Nurses spend a lot of time and effort preparing resumes and cover letters for the perfect job. What happens when it is time to move on from that position?
Deciding to change directions in your nursing career can create feelings of fear and even panic. Whether changing positions for personal reasons or to pursue a better opportunity, you will need a nursing resignation letter.
Generally, nurses should have a conversation with their employer before submitting their letter. You don’t want to just email or give a letter to your supervisor without first talking to them.
The letter is not a way to hide from tension. It is a courtesy to help the transition process go smoothly.
We suggest you provide the following content in this order:
- A formal letterhead, which includes your contact information, the date, and your director’s name, position, and the address of the facility
- A proper introduction
- An official declaration of resignation, including your title and last day
- Reason for departing (optional)
- An offer to assist with the transition
- Statement of gratitude
- A brief concluding paragraph followed by a sincerely or regards
- Your signature and name
Formal Resignation Letters
Knowing what – and how much – to say in your letter is tricky. Below are a couple of crucial tips for writing a professional resignation letter. Following these guidelines can reduce your anxiety. It can also help you more easily transition to your next phase in life.

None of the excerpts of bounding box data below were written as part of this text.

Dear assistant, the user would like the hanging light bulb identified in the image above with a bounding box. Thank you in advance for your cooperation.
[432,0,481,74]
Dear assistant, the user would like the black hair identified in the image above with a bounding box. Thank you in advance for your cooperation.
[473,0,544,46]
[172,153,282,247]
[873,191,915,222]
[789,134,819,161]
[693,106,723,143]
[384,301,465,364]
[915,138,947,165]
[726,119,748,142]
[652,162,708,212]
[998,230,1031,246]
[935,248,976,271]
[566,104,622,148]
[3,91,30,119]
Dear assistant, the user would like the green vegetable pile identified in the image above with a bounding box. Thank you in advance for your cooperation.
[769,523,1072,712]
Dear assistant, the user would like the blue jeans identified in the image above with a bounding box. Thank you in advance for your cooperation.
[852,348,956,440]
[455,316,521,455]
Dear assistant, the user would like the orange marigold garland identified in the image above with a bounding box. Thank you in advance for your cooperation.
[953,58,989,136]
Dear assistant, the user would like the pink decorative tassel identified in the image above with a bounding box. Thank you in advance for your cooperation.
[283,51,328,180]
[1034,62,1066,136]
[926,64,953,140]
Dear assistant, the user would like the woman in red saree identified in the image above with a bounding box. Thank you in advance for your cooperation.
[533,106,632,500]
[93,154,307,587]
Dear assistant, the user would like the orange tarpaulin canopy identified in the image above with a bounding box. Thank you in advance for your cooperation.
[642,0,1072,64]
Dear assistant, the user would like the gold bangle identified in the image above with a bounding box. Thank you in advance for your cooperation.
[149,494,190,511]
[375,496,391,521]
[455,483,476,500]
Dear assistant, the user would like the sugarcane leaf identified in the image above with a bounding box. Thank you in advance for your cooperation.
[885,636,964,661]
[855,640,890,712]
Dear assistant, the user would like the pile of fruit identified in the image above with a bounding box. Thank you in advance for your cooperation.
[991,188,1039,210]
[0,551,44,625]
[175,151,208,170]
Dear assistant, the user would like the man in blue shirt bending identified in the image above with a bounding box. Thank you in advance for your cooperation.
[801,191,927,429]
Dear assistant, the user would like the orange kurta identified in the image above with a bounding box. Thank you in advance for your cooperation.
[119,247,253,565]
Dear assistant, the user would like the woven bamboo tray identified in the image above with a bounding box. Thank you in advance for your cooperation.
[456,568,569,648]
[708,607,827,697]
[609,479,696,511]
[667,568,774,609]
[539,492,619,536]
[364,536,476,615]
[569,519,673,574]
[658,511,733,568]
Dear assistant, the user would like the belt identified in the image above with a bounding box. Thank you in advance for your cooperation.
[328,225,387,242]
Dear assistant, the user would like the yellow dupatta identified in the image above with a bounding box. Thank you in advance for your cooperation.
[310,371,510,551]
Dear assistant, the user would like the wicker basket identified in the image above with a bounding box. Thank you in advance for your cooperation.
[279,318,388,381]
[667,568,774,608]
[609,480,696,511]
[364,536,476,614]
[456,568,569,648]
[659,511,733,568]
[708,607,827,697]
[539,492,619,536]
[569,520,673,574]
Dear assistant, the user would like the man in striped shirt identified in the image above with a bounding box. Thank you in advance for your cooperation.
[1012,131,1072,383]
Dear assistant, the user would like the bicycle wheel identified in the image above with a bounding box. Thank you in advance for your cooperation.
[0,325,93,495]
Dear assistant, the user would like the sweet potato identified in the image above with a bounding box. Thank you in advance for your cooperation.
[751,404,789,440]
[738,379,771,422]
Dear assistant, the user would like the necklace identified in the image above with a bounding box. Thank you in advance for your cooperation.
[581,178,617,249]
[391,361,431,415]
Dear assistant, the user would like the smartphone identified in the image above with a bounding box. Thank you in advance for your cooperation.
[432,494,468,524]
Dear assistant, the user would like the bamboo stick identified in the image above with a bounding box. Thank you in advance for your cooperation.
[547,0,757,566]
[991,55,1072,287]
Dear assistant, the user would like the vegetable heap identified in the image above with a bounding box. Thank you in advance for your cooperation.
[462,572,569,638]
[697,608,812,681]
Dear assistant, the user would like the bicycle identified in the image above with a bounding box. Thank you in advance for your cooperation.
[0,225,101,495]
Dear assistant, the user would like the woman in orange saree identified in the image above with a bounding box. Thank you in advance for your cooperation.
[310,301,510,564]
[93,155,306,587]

Be Clear, Concise and Kind
Of all the recommendations we make for crafting your letter, this is the most essential.
Some nurses part from their current jobs for positive reasons –promotion to a new position, or to pursue an advanced nursing degree. Yet, others leave due to uncomfortable circumstances such as staffing shortages or clashes with management.
That said, do not go into long, drawn-out explanations about staffing shortages or disagreements with management. Maintain the utmost tact by simply thanking them for the experience. You can also mention a few good highlights.

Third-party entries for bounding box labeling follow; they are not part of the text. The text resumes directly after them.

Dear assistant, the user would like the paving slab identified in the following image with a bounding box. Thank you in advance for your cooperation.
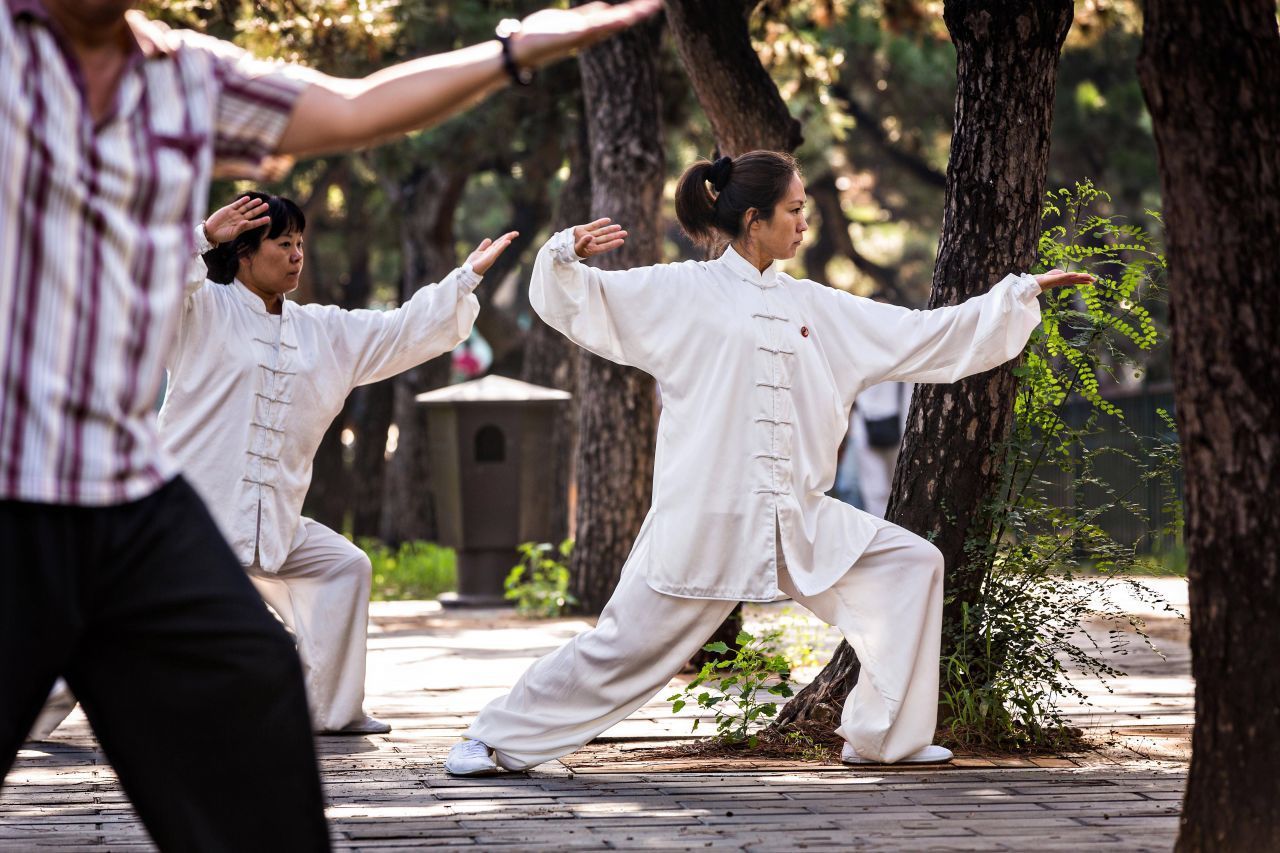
[0,580,1193,853]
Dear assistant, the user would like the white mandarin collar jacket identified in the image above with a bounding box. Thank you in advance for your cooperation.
[529,229,1039,601]
[159,256,480,571]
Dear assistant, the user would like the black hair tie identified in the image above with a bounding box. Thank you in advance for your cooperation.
[707,158,733,192]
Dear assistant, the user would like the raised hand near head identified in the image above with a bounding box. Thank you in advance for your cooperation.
[1036,269,1097,292]
[467,231,520,275]
[205,196,271,245]
[573,216,627,257]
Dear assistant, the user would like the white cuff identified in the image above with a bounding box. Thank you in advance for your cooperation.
[549,228,582,264]
[1014,273,1042,302]
[453,261,484,293]
[196,222,218,255]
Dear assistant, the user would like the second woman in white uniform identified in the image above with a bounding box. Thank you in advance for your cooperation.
[159,192,515,734]
[445,151,1091,775]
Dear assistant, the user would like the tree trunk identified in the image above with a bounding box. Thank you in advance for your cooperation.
[1138,0,1280,853]
[380,165,470,544]
[571,9,664,612]
[780,0,1073,724]
[522,117,591,539]
[667,0,804,156]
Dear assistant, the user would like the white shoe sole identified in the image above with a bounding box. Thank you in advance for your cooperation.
[840,744,955,765]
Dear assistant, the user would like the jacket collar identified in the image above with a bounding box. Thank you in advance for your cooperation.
[719,246,778,287]
[232,278,289,316]
[5,0,173,59]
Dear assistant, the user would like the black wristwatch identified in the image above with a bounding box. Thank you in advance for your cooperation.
[493,18,534,86]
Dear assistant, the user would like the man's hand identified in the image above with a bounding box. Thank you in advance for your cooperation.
[511,0,662,68]
[1036,269,1097,293]
[467,231,520,275]
[205,196,271,245]
[573,216,627,259]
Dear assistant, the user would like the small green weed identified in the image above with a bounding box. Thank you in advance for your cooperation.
[667,631,791,749]
[504,539,577,619]
[356,538,458,601]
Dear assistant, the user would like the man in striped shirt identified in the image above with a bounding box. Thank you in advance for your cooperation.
[0,0,659,850]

The national average for nursing turnover is between 8.8 and 37 percent, depending on geographic location. Most nurses prefer a speedy exit when changing positions. However, providing your current employer with ample notice is the right thing to do.

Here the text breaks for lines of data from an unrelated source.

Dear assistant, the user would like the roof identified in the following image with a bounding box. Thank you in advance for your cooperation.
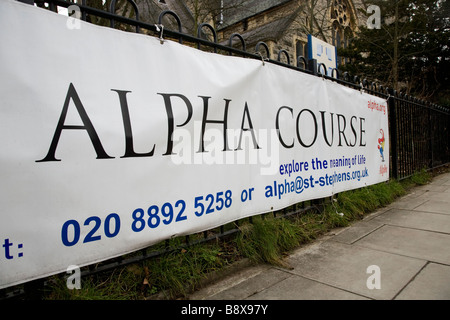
[219,0,292,29]
[135,0,195,33]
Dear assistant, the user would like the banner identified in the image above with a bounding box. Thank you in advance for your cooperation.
[0,0,389,288]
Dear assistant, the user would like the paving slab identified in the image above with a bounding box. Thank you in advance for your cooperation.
[191,173,450,300]
[248,275,368,300]
[395,263,450,300]
[372,209,450,234]
[354,225,450,264]
[414,200,450,215]
[288,240,426,299]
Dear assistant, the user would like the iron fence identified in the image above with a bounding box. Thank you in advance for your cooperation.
[4,0,450,298]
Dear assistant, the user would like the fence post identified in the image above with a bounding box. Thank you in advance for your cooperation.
[387,89,398,179]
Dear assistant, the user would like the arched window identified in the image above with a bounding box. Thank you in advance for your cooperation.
[330,0,353,64]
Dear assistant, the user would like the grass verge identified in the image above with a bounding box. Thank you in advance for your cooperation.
[43,171,431,300]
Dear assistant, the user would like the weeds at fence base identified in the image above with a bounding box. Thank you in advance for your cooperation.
[27,170,440,300]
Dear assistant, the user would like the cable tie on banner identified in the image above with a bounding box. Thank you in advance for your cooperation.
[256,52,269,66]
[155,24,164,44]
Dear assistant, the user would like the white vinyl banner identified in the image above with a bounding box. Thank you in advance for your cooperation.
[0,0,389,288]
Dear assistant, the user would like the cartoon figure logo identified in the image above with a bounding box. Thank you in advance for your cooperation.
[378,129,385,162]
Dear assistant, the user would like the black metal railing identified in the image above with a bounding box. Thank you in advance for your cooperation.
[4,0,450,298]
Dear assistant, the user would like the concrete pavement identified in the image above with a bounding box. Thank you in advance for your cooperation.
[189,173,450,300]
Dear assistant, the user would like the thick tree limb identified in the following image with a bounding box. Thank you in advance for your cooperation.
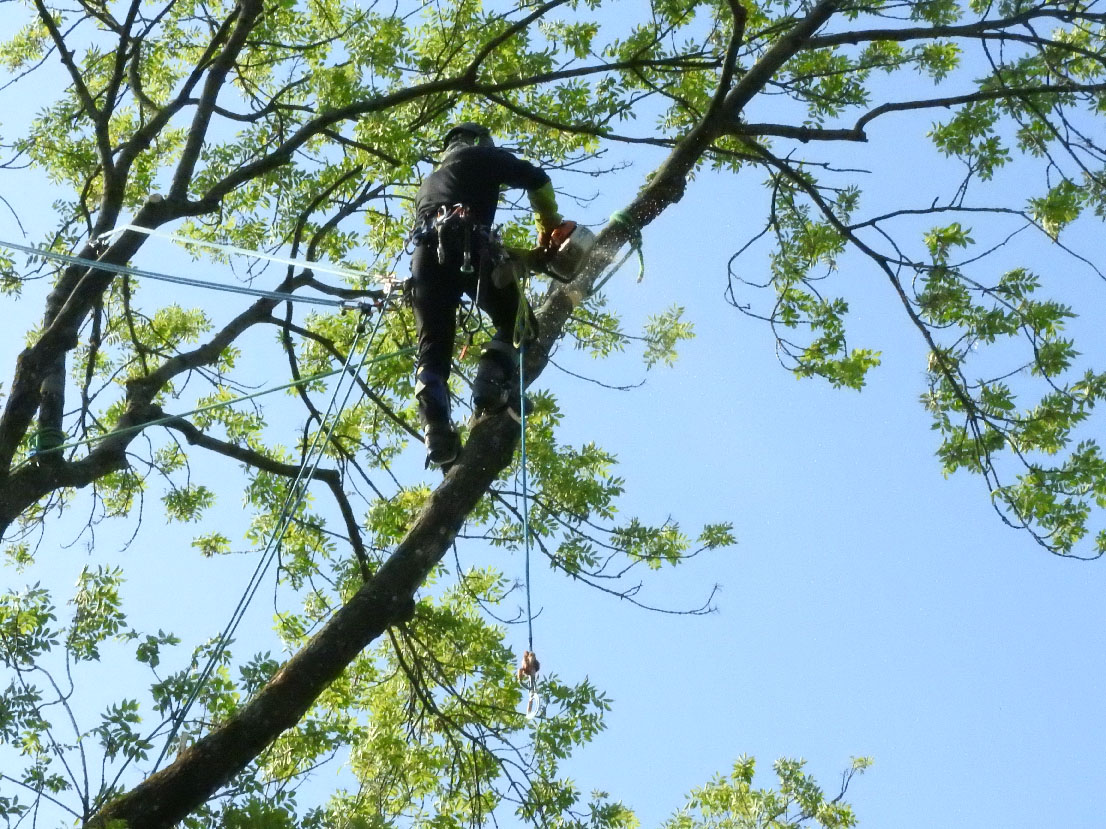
[93,2,862,829]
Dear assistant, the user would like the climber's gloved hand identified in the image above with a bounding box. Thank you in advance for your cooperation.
[538,219,576,252]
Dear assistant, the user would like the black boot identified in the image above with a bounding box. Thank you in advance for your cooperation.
[472,339,519,415]
[415,369,461,468]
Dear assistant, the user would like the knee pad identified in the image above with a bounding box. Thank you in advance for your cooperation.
[415,368,449,411]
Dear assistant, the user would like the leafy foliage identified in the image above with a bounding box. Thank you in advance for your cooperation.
[0,0,1106,828]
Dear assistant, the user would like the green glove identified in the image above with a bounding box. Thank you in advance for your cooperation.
[526,181,562,237]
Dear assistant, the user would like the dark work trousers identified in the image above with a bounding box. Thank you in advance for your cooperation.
[410,229,519,389]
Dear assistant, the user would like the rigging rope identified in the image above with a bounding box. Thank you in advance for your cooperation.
[12,346,416,474]
[154,288,394,772]
[0,239,359,309]
[97,224,393,283]
[519,345,534,651]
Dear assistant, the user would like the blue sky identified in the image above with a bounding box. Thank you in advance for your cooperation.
[0,3,1106,829]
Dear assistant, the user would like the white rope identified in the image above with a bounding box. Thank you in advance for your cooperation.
[100,224,395,283]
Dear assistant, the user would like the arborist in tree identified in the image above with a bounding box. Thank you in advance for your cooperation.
[409,123,575,466]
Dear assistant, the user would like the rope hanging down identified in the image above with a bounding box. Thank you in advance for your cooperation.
[154,290,394,772]
[518,343,544,720]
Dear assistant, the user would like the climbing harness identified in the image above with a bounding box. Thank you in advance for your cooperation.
[405,204,499,274]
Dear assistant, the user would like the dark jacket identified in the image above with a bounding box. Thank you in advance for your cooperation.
[415,145,550,224]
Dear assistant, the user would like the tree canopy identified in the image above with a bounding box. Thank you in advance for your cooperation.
[0,0,1106,827]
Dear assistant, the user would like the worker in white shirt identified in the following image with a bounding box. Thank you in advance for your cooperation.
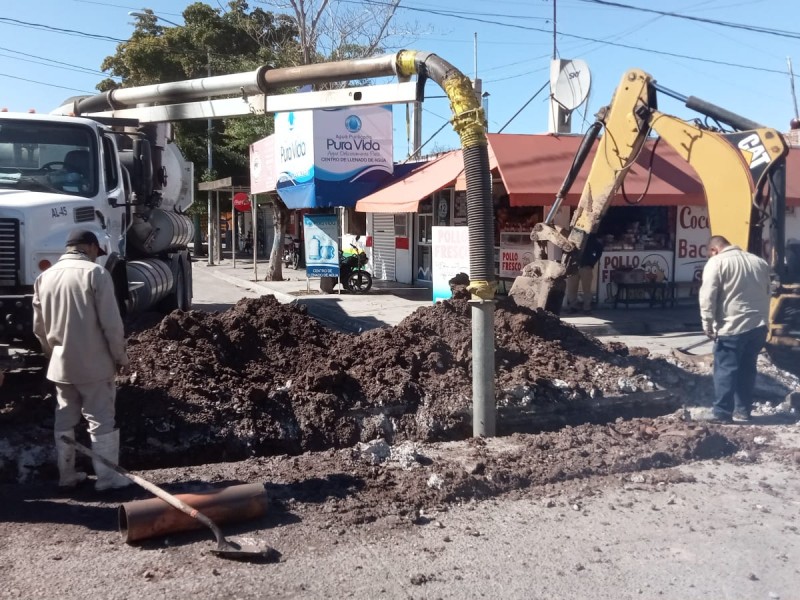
[700,235,770,422]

Even if you are leaving a toxic work culture, maintain professionalism by providing your employer with as much notice as possible for your intended departure.
Two weeks is the industry standard for a resignation. Clearly indicate in your resignation letter your final date of availability.
Sending a Nursing Resignation Letter by Email
While it is not ideal, sometimes your resignation letter must be sent via email. If you must resign this way, follow these best practices.
Use a proper greeting for your supervisor in the email. Keep the body of the email short, referencing the attached letter for further information. End the email with a professional closing,
Make sure the subject line of the email clearly indicates it is about your resignation. Something like “Jane Doe Resignation Letter” should work.
Attach the formal resignation letter in a PDF format. This allows your employer to easily print or electronically save the document for their official records.
A Final Word on Nurse Resignations
Quitting your nursing job that you worked hard to secure can scare the bravest nurse. Hopefully we’ve provided you with the courage to take that step and leap into your future.